Лазиз Кулатович не спешит с ответом. Он изучающе смотрит на меня, а вам, мол, какое дело? А я думаю: правильно, что надел свои регалии.
— А вы почему, собственно…
— Я знаю Халиму.
— И давно? — В глазах Лазиза Кулатовича беспокойство.
— Года три назад мы ездили вместе в Северную Норвегию.
— А-а! Замечательная женщина! Сколько в ней мужества!
— Догадываюсь, — говорю я, чтобы покончить с этим.
Но Лазизу Кулатовичу мое спокойное отношение к достоинствам Халимы не нравится, и он горячо начинает мне доказывать, что такое несчастье любого мужчину сломит: погиб муж, ослеп ребенок. А она еще находит в себе силы работать, сохранять себя. Не потеряла чувства юмора, следит за собой. Великолепная женщина! Кто не знает о ее бедах, тот ни за что не догадается, как она несчастлива.
Мне ничего не оставалось делать, и я поддакивал. А потом негрубо оборвал Лазиза Кулатовича, повторив свой вопрос: что с Рахимом и давно ли с ним эта история?
— Он поступил к нам вскоре после землетрясения, — отвечал врач.
— У него что, абсолютная слепота?
— Нет, у мальчика есть светоощущение. Это позволяет нам надеяться на лучшее.
Я спросил, чем вызвано заболевание. В ответ Лазиз Кулатович прочитал мне целую лекцию о природе зрения. Насчет палочек, и колбочек, и фотохимических реакций…
Я злюсь — не за тем я пришел, чтобы выслушивать лекцию.
— Это все понятно… — обрываю я рассказ врача. — Но все-таки в чем же причина? Это случилось неожиданно или постепенно? — Мне не хотелось произносить это страшное слово с л е п о т а.
— Дорогой! — с подкупающей непосредственностью воскликнул Лазиз Кулатович. — Это очень сложное дело. Медицина пока что бессильна.

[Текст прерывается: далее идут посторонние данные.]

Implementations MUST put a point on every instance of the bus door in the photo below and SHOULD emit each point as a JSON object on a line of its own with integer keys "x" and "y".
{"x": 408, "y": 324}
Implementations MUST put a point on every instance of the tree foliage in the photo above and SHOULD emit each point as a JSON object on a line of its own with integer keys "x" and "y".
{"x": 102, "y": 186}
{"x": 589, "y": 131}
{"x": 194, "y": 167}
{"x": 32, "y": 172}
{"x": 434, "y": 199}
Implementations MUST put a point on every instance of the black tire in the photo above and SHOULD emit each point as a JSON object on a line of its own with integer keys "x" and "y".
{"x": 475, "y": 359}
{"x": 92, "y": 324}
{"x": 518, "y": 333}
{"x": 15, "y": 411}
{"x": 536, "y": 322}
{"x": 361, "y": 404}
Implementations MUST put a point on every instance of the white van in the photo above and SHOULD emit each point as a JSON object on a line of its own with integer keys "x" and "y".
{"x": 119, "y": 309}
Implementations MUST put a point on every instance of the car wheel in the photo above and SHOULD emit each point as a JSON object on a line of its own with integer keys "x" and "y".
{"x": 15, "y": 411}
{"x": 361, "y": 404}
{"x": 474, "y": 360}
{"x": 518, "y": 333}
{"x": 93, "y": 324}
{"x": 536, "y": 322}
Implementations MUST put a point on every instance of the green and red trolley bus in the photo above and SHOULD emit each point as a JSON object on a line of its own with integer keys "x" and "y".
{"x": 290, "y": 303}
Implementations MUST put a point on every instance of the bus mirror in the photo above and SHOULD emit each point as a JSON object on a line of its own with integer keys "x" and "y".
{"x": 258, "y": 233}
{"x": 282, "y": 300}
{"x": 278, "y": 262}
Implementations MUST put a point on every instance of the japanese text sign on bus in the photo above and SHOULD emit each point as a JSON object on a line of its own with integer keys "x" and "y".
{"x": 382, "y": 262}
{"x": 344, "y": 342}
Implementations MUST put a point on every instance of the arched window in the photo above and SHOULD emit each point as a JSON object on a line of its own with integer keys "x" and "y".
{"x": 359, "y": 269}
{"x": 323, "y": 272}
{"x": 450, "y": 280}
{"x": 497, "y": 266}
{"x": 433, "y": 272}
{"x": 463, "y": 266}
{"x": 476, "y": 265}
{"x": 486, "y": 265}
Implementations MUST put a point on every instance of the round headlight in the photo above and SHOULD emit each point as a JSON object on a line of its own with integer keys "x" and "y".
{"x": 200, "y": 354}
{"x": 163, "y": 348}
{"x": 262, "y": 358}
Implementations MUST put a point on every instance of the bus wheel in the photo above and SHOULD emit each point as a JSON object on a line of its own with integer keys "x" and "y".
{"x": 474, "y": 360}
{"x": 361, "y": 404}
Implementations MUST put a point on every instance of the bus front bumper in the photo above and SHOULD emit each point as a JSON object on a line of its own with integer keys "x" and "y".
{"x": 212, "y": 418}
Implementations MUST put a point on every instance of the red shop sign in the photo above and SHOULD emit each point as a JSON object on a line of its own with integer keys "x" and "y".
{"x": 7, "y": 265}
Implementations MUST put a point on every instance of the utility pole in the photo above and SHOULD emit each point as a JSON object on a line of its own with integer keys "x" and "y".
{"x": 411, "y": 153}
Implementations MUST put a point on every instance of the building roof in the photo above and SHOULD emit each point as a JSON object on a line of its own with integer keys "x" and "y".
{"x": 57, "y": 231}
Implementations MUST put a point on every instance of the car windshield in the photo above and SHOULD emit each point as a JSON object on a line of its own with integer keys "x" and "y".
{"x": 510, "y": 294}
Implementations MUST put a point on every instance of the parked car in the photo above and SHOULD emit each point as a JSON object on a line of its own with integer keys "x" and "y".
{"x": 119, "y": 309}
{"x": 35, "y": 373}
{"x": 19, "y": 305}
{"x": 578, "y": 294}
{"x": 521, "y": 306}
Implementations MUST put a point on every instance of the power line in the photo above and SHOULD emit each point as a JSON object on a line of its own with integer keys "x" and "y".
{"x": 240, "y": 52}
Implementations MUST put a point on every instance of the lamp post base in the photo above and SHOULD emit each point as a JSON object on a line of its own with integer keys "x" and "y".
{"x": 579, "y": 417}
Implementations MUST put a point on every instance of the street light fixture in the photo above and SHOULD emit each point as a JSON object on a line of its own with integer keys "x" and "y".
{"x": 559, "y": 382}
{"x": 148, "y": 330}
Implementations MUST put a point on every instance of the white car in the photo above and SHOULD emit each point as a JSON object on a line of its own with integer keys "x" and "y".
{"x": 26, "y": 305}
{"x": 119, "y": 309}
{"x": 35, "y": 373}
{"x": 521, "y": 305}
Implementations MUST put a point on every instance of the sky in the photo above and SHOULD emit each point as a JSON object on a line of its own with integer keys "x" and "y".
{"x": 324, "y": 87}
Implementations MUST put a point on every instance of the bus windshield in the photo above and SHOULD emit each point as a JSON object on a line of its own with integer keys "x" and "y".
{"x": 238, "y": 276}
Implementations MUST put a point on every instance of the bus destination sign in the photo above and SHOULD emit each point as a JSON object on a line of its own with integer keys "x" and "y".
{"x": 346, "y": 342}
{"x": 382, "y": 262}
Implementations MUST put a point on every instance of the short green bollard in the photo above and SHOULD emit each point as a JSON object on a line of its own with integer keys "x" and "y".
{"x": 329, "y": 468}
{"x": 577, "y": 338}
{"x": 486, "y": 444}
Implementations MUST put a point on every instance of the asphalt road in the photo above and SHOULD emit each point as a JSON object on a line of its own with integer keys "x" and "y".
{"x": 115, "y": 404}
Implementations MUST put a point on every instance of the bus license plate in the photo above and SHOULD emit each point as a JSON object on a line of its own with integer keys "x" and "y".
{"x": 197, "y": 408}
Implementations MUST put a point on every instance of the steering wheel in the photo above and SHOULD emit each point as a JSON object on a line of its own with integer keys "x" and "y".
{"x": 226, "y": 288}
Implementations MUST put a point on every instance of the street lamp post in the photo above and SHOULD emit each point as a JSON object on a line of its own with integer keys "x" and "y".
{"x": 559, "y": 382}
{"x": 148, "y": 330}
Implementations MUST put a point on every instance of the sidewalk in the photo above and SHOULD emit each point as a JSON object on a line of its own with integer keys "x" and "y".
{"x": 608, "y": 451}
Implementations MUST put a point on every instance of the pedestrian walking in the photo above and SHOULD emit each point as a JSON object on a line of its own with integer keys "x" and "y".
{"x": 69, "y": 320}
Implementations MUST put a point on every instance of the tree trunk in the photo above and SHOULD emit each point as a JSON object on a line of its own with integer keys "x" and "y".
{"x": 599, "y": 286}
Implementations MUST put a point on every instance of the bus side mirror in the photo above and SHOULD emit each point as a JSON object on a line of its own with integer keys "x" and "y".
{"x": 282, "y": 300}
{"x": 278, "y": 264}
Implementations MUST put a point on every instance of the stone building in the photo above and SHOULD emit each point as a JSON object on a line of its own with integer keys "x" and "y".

Причины могут быть самые различные: удар о землю, когда мальчика выбросили из окна, осложнение после кори… Он болел как раз… Не исключено и нервное потрясение. Мы принимаем все меры…
— Кто смотрел его? Был ли консилиум?
— Да, его смотрели все наши светила: и Корноухов, и Ямпольская, и Рапопорт…
Ни одно из этих светил не было мне знакомо, и я не мог сказать, насколько авторитетен был консилиум.
— Вам может, нужна какая-нибудь помощь? — сказал я не очень уверенно.
— Помощь?! А у вас есть такая возможность?!
— Возможности нет, — несколько заносчиво проговорил я. — Есть только одно — желание.
— Спасибо и на этом! — Лазиз Кулатович улыбнулся снисходительно, краешком губ.
По этой улыбке я понял, что мне пора уходить. Я встал, не очень любезно пожал руку Лазизу Кулатовичу. Он не успел еще выйти из-за стола, чтобы проводить меня, а я уже спускался вниз по лестнице.
16
— Дверь в рабочем кабинете Халимы стеклянная, легкая; но стекла разлетелись вдребезги при подземном толчке, и теперь на их месте наклеен лист ватмана. В комнате тесно, стоит пять или шесть чертежных «комбайнов» да столько же, знать, столов. За самым дальним от двери столом, что у окна, сидит Халима. Я толкаю дверь, но она не поддается, заперта. Значит, опять совещание у Гафура Султановича. Можно было бы не толкаться в эту, заклеенную листом ватмана дверь, а сразу же заглянуть в приемную Умарова и узнать, долго ли продлится совещание. Но я не хочу лишний раз напоминать о себе, мозолить глаза Умарову. Я поджидаю Халиму в коридоре. Коридор в старинном особняке — длинный и темный. Хожу, измеряя его шагами. Семьдесят пять шагов в одну сторону; семьдесят пять — обратно. Через каждые восемь — десять шагов дверь. Много дверей; ничего не попишешь — наука… Наконец слышу, в дальнем конце коридора, по ту сторону лестничной площадки, где находится кабинет начальника, хлопнула дверь, раздался смех, голоса. Совещание окончилось. Я уже не первый раз тут; уже знаю, что в коридоре сотрудники института почему-то разговаривают охотнее, чем в кабинете начальника. Да, слышу оживленный разговор людей, которые сдерживали себя часа два, а то и больше.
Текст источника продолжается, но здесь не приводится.